Good luck in your progression! And if you reach a point in the lessons where you get frustrated, know it could be worse haha.


----------



## ArMiXiA (Dec 21, 2011)

EatRideSleep said:


> That was interesting, thanks. I've always wondered what a beginner lesson was like because I never had one. My first time out, my (well intentioned) friends set me up in a regular, forward stance (I'm goofy and slightly ducked) and took me up to an icy blue run at night. It's a miracle I got out a second time. And remained friends with them for that matter :laugh:
> 
> Good luck in your progression! And if you reach a point in the lessons where you get frustrated, know it could be worse haha.


I share a similar start to snowboarding. Friends took me to Camelback, PA and took me straight onto the blue trail. It is amazing that I went out a second time to learn on greens and blues.


----------



## Ocho (Mar 13, 2011)

ArMiXiA said:


> I share a similar start to snowboarding. Friends took me to Camelback, PA and took me straight onto the blue trail. It is amazing that I went out a second time to learn on greens and blues.

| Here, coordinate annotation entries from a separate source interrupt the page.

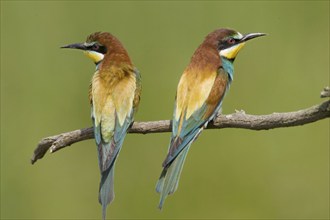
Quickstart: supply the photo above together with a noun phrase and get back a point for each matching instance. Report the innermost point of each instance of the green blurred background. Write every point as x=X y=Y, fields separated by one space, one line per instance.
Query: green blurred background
x=229 y=173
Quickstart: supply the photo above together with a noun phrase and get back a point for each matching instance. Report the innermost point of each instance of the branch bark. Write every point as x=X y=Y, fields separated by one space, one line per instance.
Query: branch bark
x=236 y=120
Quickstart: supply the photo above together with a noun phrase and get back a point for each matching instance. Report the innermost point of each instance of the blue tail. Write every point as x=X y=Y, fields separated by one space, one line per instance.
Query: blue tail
x=106 y=193
x=169 y=179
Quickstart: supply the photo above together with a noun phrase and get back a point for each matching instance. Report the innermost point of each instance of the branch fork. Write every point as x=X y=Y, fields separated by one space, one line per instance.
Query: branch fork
x=239 y=119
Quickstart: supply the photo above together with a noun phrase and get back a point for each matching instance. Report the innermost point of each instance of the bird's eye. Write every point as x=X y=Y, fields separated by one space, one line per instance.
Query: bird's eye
x=95 y=47
x=231 y=41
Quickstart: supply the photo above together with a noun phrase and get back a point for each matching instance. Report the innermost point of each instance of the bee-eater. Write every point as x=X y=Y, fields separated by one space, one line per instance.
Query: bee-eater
x=199 y=97
x=114 y=95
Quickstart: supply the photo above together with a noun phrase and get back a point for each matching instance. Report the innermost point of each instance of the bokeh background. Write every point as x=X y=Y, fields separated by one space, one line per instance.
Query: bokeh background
x=229 y=173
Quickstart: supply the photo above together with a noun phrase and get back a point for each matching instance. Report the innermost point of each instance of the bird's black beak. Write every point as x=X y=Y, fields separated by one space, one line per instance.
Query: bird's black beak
x=251 y=36
x=80 y=46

Ha! Mine took me to Shawnee. So you know what that Pocono ice is like at night. It's possible we had the same friends haha.

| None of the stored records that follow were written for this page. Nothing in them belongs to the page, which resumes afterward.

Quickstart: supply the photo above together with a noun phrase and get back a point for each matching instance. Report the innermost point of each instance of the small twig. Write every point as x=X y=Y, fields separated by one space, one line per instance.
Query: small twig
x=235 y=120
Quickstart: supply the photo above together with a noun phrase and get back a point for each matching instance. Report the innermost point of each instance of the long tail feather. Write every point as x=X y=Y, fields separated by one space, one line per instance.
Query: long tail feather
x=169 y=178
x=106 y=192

Yeah, I _hated_ it that first day. Second time out, dialed my own sh*t on instinct, and everything clicked. Then it was love. haha.


----------



## Hacsta (Nov 30, 2011)

I had a great time, sucks that my gopro filled up just after i got off the lift the fisrt time . totally stoked for the next time out . def getting a bigger card for the gopro. by the end of the day i was getting garlands down pretty good . stayed tuned next video should be sweet.


----------